My student took a sip of coffee and considered
these questions for a moment. She's an older woman--I'm not sure of her
exact age, though I'd suspect 40 came and went fairly recently--and her
face is pale in a healthy way. She knew I was teasing her but opted
instead to answer me seriously.

"Well," she said, "one night
about a year ago my friend and I were talking on the Ouija and we came
across a spirit who told me I was sick, that I had a tumor and that I
needed to visit the doctor.
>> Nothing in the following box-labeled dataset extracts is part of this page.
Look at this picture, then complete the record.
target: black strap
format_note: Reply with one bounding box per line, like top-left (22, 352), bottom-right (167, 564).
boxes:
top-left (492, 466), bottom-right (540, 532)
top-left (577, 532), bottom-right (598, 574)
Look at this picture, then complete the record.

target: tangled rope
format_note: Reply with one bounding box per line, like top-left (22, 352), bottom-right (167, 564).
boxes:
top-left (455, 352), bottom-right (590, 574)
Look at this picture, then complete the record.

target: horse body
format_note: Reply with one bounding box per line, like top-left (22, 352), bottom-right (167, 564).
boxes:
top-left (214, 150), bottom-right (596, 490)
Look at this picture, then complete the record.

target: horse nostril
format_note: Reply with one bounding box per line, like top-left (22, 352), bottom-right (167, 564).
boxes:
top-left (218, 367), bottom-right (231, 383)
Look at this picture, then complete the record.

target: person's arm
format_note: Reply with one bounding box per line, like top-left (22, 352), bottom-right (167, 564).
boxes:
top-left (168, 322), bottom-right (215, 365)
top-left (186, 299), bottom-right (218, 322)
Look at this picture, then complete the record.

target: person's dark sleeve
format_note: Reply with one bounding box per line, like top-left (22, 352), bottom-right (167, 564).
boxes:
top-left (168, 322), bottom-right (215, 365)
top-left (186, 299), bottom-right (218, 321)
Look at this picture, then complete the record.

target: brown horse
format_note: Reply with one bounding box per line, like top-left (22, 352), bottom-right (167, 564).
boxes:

I thought it was just some crazy thing, like
how we sometimes got a spirit who claimed he was William Shatner, even
though William Shatner is alive. But it just kept repeating the same
thing over and over again until it really started to freak me out. It
wouldn't stop until I agreed to visit a doctor. I felt fine, though, so
it just seemed weird to me. But I'd promised, so I went for a general
checkup."

I've only known my student for three months, but none
of this sounded off-kilter. If anything, it sounded perfectly normal in
comparison to other tales I'd heard. But when she said the checkup
produced some odd blood results, it seemed more than a little odd. When
she said that doctors later discovered a malignant tumor beneath her
left breast, it made goose pimples crawl down my back. After a
successful surgery and a long convalescence, my student finally got the
energy to return to the Ouija.

"Right away," my student said,
"the board says `I told you so!' and we start chatting and the board
tells me that his name is Jeff and that he was a drummer in a famous
band called Toto and that he died in 1992."

I opted not to argue
the relative merits of the word "famous" in relation to Toto and instead
said, "Well, okay. But how does a ghost opt to set up shop in someone's
house?"
My student exhaled in exasperation. "You're being na•ve.
He's my guiding light now. He watches over me. He simply saw that I
needed someone and so, when he felt I was ready, he left the board and
appeared in my house. He's not there every day. You could come over and
not notice anything."

"How do you know when he arrives?"

"He turns my overhead fan on and off."

"So
let me get this straight," I said. "Jeff Porcaro from Toto lives in
your house as a spirit and his big trick is that he turns on your
overhead fan?"

"Drummers play in the background," my student said. "It makes sense."

I've
experienced a number of weird paranormal things in my 32 years on this
planet--including the time I shared an elevator with Pauly Shore--but
none of them was nearly this interactive. I'm not sure what I believe
about the afterlife (I'm not even sure what I believe about this
life--especially since I now have Scientologists sending me sophistic
hate mail) but I can't help but wonder how, of all dead musicians, my
student ended up with Jeff Porcaro as her personal ghost. I asked her if
she had any idea.

"Maybe he just likes my fan," she said, "but he saved my life."

I couldn't find an argument for that.